私は和菓子のシンプルさが素晴らしいと思います。味は西洋の方が良いと思いますが、妻は日本の方が美味しいと言っています。
私は谷崎潤一郎など日本の作家がとても好きです。
そして和菓子の影響を受けてか、お菓子作りは芸術でもあると考えるようになり、スイーツで芸術作品を作るようになりました。
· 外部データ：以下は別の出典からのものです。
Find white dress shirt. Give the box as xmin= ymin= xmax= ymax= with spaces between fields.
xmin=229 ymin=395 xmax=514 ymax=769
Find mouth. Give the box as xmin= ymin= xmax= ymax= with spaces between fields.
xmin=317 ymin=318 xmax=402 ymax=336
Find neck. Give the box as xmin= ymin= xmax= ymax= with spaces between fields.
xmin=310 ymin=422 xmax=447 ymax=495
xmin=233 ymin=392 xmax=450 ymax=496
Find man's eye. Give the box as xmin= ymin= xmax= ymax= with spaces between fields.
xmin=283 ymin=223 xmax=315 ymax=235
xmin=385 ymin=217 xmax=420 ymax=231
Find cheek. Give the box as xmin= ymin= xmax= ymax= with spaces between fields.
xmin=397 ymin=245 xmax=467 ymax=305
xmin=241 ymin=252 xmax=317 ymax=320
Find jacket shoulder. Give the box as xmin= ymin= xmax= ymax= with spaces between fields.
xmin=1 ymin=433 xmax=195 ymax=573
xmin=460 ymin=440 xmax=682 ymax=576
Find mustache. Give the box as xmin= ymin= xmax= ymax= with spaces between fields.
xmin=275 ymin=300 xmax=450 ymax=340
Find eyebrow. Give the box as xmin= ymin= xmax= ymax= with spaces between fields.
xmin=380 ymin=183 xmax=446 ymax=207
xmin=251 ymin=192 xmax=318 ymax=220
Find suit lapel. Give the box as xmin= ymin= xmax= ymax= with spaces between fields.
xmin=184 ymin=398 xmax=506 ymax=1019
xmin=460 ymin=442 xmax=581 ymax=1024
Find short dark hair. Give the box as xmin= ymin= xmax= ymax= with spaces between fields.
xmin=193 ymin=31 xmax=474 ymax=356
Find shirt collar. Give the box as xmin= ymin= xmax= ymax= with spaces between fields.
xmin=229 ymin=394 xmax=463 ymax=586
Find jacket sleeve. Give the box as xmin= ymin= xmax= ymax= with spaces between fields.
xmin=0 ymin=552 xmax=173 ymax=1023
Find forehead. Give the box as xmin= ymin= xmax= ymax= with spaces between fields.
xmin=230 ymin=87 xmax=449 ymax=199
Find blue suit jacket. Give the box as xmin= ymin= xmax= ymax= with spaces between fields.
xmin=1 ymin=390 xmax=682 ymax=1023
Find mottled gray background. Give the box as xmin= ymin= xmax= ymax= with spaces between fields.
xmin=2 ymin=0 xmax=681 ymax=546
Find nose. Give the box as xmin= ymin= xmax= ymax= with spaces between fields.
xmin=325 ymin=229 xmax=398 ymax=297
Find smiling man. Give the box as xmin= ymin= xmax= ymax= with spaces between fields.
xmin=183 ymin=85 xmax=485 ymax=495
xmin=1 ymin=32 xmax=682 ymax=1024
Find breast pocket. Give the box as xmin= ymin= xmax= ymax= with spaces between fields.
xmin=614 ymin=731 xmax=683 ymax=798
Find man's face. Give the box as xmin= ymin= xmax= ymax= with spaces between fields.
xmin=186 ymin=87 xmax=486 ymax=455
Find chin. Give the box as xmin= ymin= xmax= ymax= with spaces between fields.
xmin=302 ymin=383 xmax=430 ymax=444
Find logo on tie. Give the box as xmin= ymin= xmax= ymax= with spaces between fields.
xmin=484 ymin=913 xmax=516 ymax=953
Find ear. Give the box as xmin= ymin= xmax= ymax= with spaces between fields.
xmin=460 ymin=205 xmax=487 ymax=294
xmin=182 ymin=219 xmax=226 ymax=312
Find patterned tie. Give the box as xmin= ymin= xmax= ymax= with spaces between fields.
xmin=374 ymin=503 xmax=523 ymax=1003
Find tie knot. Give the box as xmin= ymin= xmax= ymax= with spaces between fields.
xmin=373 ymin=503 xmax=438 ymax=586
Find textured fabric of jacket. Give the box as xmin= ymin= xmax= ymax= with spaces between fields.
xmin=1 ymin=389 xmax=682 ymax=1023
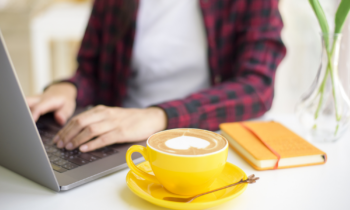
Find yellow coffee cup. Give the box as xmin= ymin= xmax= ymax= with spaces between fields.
xmin=126 ymin=129 xmax=228 ymax=196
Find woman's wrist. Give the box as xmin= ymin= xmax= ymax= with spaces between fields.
xmin=146 ymin=107 xmax=167 ymax=131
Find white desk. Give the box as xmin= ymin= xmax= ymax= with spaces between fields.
xmin=1 ymin=114 xmax=350 ymax=210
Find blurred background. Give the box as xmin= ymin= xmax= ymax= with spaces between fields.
xmin=0 ymin=0 xmax=349 ymax=115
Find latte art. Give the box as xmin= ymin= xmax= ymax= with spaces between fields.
xmin=148 ymin=129 xmax=227 ymax=155
xmin=165 ymin=136 xmax=210 ymax=150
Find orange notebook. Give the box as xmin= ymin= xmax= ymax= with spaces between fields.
xmin=220 ymin=121 xmax=327 ymax=170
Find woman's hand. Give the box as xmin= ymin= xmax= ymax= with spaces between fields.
xmin=26 ymin=83 xmax=77 ymax=125
xmin=52 ymin=105 xmax=167 ymax=152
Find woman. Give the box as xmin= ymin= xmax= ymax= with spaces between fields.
xmin=27 ymin=0 xmax=286 ymax=152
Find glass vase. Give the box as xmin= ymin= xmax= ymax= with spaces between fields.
xmin=296 ymin=33 xmax=350 ymax=142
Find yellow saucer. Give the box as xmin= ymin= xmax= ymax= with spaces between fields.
xmin=126 ymin=161 xmax=248 ymax=210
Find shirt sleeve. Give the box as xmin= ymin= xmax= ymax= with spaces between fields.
xmin=155 ymin=0 xmax=286 ymax=130
xmin=62 ymin=0 xmax=104 ymax=107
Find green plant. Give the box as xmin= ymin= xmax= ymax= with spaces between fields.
xmin=309 ymin=0 xmax=350 ymax=134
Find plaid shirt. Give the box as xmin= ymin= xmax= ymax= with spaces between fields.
xmin=66 ymin=0 xmax=286 ymax=131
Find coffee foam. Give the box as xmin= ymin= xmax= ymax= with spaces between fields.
xmin=148 ymin=129 xmax=227 ymax=156
xmin=165 ymin=136 xmax=211 ymax=150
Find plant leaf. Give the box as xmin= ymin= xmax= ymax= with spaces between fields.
xmin=335 ymin=0 xmax=350 ymax=33
xmin=309 ymin=0 xmax=330 ymax=47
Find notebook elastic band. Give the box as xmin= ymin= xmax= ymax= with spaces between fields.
xmin=240 ymin=123 xmax=281 ymax=169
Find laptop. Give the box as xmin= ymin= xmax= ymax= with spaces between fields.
xmin=0 ymin=32 xmax=145 ymax=191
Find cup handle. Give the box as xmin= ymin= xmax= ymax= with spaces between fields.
xmin=126 ymin=145 xmax=160 ymax=184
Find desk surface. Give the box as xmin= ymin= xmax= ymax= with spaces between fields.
xmin=1 ymin=114 xmax=349 ymax=210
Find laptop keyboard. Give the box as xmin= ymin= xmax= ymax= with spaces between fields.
xmin=39 ymin=124 xmax=119 ymax=173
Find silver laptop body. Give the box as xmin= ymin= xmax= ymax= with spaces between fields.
xmin=0 ymin=32 xmax=145 ymax=191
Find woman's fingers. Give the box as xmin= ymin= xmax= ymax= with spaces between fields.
xmin=79 ymin=129 xmax=127 ymax=152
xmin=26 ymin=96 xmax=41 ymax=107
xmin=52 ymin=106 xmax=167 ymax=152
xmin=26 ymin=83 xmax=77 ymax=123
xmin=54 ymin=100 xmax=76 ymax=126
xmin=66 ymin=120 xmax=117 ymax=150
xmin=54 ymin=105 xmax=112 ymax=148
xmin=30 ymin=97 xmax=64 ymax=122
xmin=77 ymin=107 xmax=167 ymax=152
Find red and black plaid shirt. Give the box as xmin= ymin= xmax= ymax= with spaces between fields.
xmin=66 ymin=0 xmax=286 ymax=131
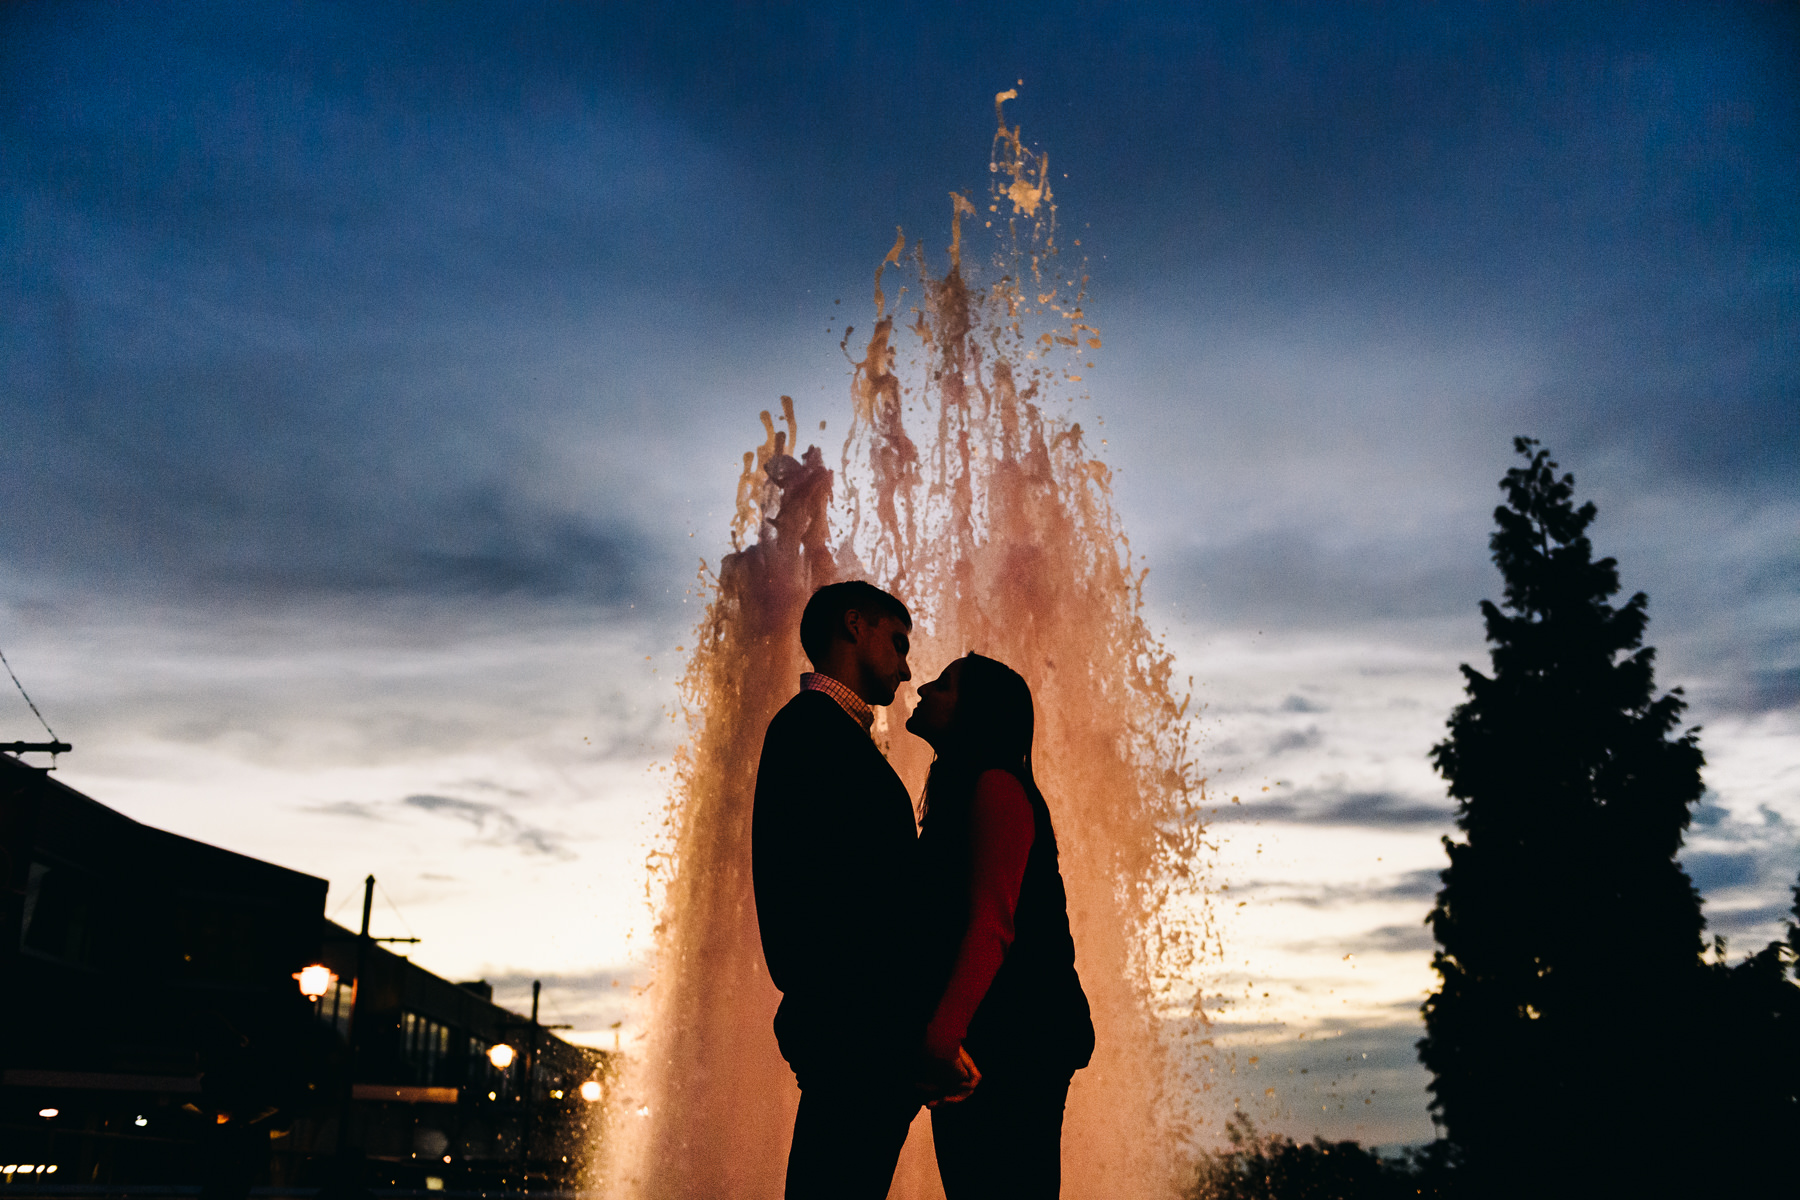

パコさんの作品 チョコレートの生け花自然さへのホマージュ
西欧人は光しか見ませんが、東洋人は影も大切にします。
その結果、スペインの大学から「名誉美術学士」の称号を、そのほか栄養学や料理学学士の称号も貰いました。
◇ ◇ ◇
スペインに民主主義が復活すると故郷に戻り洋菓子店を開いたパコさん。1978年にスペインの最高パティシエ賞、1979年にはヨーロッパの最高パティシエ賞を受賞。
スペイン国王フェリペ6世の皇太子時代の結婚式にウエディングケーキも作りました。
イタリア人は個性のある手作りの食べ物が好き。
どこでも同じ味のチェーン店は敬遠されます。
「国境なきパネットーネ」は『手作り』の良さを教えてくれます。